The twins sandwich me, their prisoner, as we walk down to the middle gardens, keeping an eye out for imaginary foe and signs of ambush. I sit on a low seat. Oberon, my thinker, soon tires of their play and sits down next to me. Ochave continues stabbing his enemy with a broken branch of a Kaur which is too heavy for him. I settle in for the stream of questions I know is coming.

“Lina?” Oberon asks.

“Yes Oberon,” I say, smiling down into his rich brown eyes.

“Nanny was talking about a first and second yesterday,” he says.

I sigh. Of all the questions children ask me, explaining the rotations is the worst. Calling Ochave, I lead them to the kitchen and pick up two pies. The explanation always works better with pies.

“Can I have some?” Ochave asks, not able to bear the wait.

“Hold on,” I say. I lead them up to the top of the steps overlooking the training yard. Watching the guards is their reward for good behaviour. They wave to Olandon. He has a sword, they love him. I bring their attention back to the pies.

“Osolis and Glacium are like two pies split into six pieces.” I cut up both pies into six pieces and push them close together.

“Osolis is hot, full of fire, and Glacium is cold. We share some of our hot with Glacium and they share some of their cold with us.” I pause to answer Oberon when he asks what cold is.

“Our worlds both spin, but Glacium goes this way and we go the other.” I demonstrate, twisting Glacium to the left and Osolis to the right.

I push Ochave’s reaching hand away.

“The piece of the pie closest to the other world is called the first. The next piece is the second.” I continue numbering the pieces of the Osolis pie clockwise until I get to number six. “Right now we are here, in the second.” I point at the second piece again and give them a spoonful each from it.

“As our world turns, we move to the next number.” I twist the pie around again and point to the piece with two bites out of it which is now further around. “Soon we will be here. What number is this?”

“Free,” Oberon replies.

“Yes, three. Remember Glacium is cold and Osolis is hot. When we move away from their cold, our own world gets hotter.” I move the pie into the next position and look at Oberon.

“Four,” he says.

I nod. “When we get to number four, we are so far from Glacium and it is so hot, the land is ravaged by fire and we cannot live there.”
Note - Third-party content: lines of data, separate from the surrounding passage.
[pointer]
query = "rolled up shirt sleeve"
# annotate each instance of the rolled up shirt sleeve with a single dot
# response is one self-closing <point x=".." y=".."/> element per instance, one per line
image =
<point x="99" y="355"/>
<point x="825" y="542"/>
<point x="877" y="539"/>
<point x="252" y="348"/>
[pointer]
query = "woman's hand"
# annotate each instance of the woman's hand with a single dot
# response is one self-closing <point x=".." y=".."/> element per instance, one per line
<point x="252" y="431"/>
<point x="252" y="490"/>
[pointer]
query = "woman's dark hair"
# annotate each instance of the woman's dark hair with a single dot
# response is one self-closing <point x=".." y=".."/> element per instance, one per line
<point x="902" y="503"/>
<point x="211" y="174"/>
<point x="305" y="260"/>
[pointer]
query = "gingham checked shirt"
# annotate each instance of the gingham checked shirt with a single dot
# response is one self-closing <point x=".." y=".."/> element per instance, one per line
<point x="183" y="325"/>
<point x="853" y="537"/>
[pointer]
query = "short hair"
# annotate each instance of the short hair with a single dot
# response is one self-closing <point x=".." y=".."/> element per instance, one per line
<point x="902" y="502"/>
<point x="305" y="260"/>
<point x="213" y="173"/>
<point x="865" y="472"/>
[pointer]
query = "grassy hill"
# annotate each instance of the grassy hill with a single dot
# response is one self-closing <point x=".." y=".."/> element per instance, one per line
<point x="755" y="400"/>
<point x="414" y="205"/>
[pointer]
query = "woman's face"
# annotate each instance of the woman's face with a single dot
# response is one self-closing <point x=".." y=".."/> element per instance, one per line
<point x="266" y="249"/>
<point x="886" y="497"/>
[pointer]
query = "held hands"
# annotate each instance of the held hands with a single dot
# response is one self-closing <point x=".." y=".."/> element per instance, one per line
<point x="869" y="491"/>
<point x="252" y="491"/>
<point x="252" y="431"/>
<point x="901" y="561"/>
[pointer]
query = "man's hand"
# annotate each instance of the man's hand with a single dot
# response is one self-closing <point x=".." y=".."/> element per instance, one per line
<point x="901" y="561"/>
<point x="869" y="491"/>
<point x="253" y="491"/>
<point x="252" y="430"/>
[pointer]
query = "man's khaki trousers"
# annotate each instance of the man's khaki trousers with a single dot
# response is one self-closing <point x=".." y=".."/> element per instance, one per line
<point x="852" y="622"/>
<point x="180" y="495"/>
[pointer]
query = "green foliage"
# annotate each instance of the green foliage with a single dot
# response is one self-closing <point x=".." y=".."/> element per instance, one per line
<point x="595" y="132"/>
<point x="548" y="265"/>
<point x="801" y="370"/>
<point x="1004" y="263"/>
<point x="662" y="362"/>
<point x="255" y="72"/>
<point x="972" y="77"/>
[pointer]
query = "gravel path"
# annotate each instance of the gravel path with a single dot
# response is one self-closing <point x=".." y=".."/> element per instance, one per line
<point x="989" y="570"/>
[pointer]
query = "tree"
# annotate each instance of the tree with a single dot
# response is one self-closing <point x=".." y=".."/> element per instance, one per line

“Then where do we live?” Ochave asks, worry in his voice. The twins had done the migration from the third to the first before, but they would have been too young to remember it.

“We travel back up to the first, where we have another palace. There are two royal rotations on Osolis. So when one is in the fourth, we can live in the other.” I give them a spoonful each from the piece now closest to the Glacium pie.

“Why do we not fall over as the pie spins?” Oberon asks.

I hold back my giggle. “It takes a long time, six months, to move from one number to the next and three years for the world to move all the way around.” I turn the pie in a full circle. “It is too slow to fall over.” Ochave turns to watch the guards, losing interest in learning. “What about these pieces?” Oberon asks.

“This is the fifth,” I answer, pointing to the piece. “Only a few people stay here to put out the fires and rebuild homes. It is hard to live here after the damage from the fourth. We mostly leave it alone so the plants can recover. The sixth is last and this is where we plant our food as every rotation moves through to keep everyone fed.”

Oberon nods with a hand on his chin. I tuck away the sight of him mulling information over so seriously.

“We don’t go to four, five or six,” he clarifies. I nod, more than a little proud of his intelligence. “Yes, it is safer in the first, second and third.

For half an hour we watch the guards go through their defence manoeuvres. Soon one of the twins is wilting mentally and the other physically. I drop them back at the nursery, already making a list of the errors I had seen during the guard’s sword sparring today. I would discuss them with Olandon, he was always eager for my input.